UWE Bristol scientists generate record amount of electricity from urine at Glastonbury Festival 2019

Media Relations Team, 31 July 2019

 

Queue of people waiting for pee power toilets at Glastonbury.

Researchers behind technology that converts urine into electricity generated a record amount of power at this year's Glastonbury Festival.

A team of academics from the University of the West of England (UWE Bristol) have been taking their PEE POWER® system to the festival since 2015, installing a urinal block to trial the technology and raise awareness of sustainable sanitation.

Now the researchers have analysed the performance of the urinal and discovered three times more power was generated in 2019 compared with the system installed at the Glastonbury 2017 event.

The urinal, located near the Pyramid Stage, powered lighting inside the toilet block and provided electricity for handheld gaming devices made available for festival-goers to play on as well as for electro-valves for automating the feedstock flow into the system's microbial fuel cell (MFC) modules.

Data captured by academics showed 400 litres of urine were processed on each day of the festival, generating 288Wh (Watt-hours). Over four days, this is equivalent to the power needed to light a 30-room hotel or office block for an hour, or to charge 57 USB-powered electronic devices for an hour.

The PEE POWER® system is being commercialised, as announced last year, and introduced to schools in remote or off-grid areas in the developing world. The technology could eventually be installed in refugee camps, slums and hospitals.

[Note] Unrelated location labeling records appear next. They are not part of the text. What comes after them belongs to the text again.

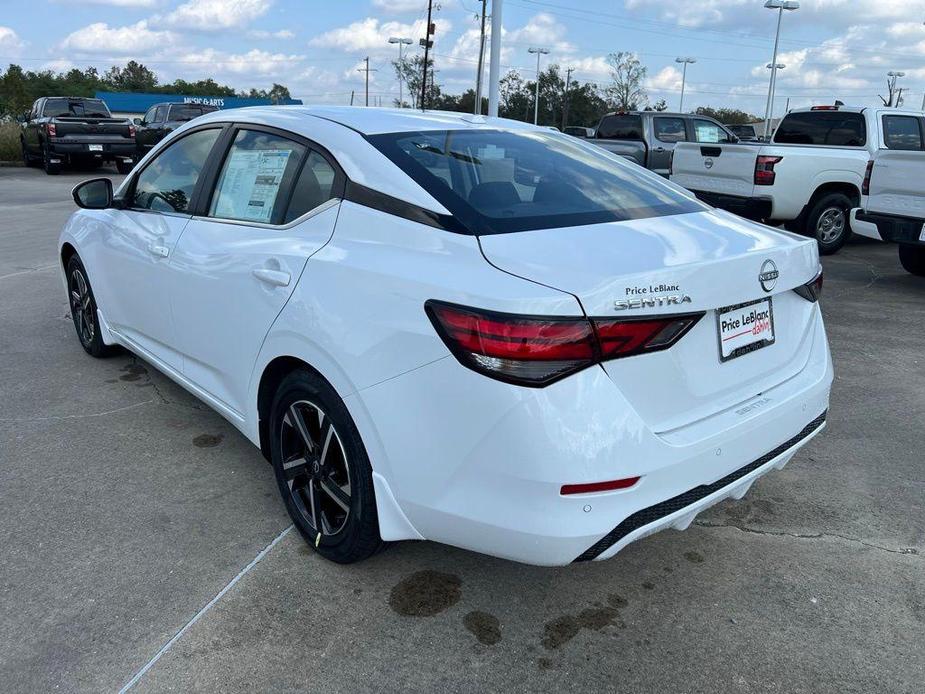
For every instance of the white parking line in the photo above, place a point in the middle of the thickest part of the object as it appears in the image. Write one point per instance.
(176, 637)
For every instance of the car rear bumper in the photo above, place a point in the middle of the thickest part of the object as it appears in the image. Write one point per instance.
(485, 472)
(110, 150)
(750, 208)
(890, 228)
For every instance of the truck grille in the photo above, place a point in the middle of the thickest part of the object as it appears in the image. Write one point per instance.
(676, 503)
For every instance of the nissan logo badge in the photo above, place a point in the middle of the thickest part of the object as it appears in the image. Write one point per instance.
(768, 275)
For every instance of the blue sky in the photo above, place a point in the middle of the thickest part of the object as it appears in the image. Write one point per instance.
(832, 48)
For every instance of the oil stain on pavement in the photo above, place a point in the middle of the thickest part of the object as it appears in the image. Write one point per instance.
(425, 593)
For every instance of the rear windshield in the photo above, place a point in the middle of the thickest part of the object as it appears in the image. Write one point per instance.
(497, 182)
(833, 128)
(88, 108)
(189, 111)
(620, 127)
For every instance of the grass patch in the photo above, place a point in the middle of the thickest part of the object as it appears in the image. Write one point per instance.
(9, 142)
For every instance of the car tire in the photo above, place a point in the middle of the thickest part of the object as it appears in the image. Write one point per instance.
(83, 310)
(322, 469)
(52, 169)
(829, 222)
(912, 258)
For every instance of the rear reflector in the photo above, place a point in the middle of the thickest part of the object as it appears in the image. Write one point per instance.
(812, 290)
(865, 184)
(764, 170)
(536, 351)
(592, 487)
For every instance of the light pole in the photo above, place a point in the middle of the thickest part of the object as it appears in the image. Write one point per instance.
(536, 101)
(494, 61)
(686, 62)
(780, 6)
(774, 66)
(892, 85)
(401, 42)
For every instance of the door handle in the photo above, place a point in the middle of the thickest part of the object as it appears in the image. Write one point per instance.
(158, 250)
(277, 278)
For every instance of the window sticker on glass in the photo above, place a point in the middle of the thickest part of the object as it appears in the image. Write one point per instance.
(250, 184)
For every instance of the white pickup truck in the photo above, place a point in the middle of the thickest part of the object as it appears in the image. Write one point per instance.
(893, 195)
(808, 177)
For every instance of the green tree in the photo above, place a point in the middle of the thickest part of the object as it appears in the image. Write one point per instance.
(134, 77)
(627, 76)
(728, 116)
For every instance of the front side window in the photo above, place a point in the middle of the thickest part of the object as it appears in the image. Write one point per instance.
(168, 182)
(669, 129)
(497, 182)
(257, 177)
(707, 131)
(831, 128)
(902, 132)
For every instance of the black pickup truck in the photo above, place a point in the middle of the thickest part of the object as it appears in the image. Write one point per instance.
(162, 119)
(61, 130)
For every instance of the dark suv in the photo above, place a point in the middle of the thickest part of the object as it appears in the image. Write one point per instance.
(162, 119)
(61, 130)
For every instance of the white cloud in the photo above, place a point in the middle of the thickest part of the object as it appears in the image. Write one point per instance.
(10, 43)
(217, 15)
(283, 34)
(372, 35)
(100, 38)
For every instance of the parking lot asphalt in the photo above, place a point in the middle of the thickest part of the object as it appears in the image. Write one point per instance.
(126, 506)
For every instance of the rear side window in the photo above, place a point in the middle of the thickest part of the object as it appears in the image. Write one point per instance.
(501, 181)
(168, 182)
(902, 132)
(257, 177)
(620, 127)
(832, 128)
(314, 186)
(669, 129)
(707, 131)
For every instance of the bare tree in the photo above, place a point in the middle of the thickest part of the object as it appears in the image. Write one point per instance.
(626, 91)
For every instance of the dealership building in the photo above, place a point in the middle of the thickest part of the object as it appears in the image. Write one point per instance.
(135, 104)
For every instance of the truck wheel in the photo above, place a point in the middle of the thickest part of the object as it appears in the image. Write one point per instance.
(828, 222)
(51, 168)
(912, 257)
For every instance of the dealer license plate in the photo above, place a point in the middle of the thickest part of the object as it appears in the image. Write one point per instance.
(743, 328)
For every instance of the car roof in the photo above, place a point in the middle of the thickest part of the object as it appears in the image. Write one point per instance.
(367, 121)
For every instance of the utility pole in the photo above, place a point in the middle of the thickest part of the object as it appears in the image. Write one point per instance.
(494, 64)
(478, 79)
(565, 101)
(367, 70)
(401, 41)
(427, 44)
(536, 100)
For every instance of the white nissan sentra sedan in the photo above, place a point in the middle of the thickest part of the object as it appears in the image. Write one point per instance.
(464, 329)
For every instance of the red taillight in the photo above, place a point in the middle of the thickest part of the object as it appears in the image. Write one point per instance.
(592, 487)
(537, 351)
(865, 186)
(764, 170)
(812, 290)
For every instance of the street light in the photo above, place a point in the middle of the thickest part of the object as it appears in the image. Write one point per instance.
(536, 103)
(685, 61)
(780, 6)
(401, 42)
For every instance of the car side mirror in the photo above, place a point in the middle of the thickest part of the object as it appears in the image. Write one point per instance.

More than 5,000 people used the urinal block at Glastonbury this year. Of the 4,750 submitting feedback, 92 per cent said the system had given them more confidence about sustainable sanitation through technology deployment. Seventy-seven people completed a full survey, with the vast majority agreeing the technology had changed their awareness of the situation of the billion people without access to electricity or adequate sanitation.

Professor Ioannis Ieropoulos, Director of the Bristol BioEnergy Centre at Bristol Robotics Laboratory, said: “It was the biggest success we've had at Glastonbury. We even generated a surplus of energy, meaning the lights in the block remained lit for the week following the end of the festival. The interaction with the public was fantastic - some said the technology was 'amazing' and 'ingenious' and were even asking when it would be arriving in people's homes.”

Dr Xavier Walter, who worked on system during the festival, said: “We retained the same footprint of the urinal block this year but the technology is getting smaller as we refine it, so we were able to include three times as many microbial fuel cells. We're aiming to generate even more electricity at the 2020 event.”

The team's presence at Glastonbury is the result of a close collaboration with partners Oxfam, log cabin and garden building specialists Dunster House and WhiffAway in a collective effort to improve lives in refugee camps and areas of the world with no sanitation or electricity.

The PEE POWER® demonstration is the flagship research project of a formal partnership between Glastonbury Festival and UWE Bristol signed in 2017 focusing on sustainability projects including waste reduction and energy efficiency.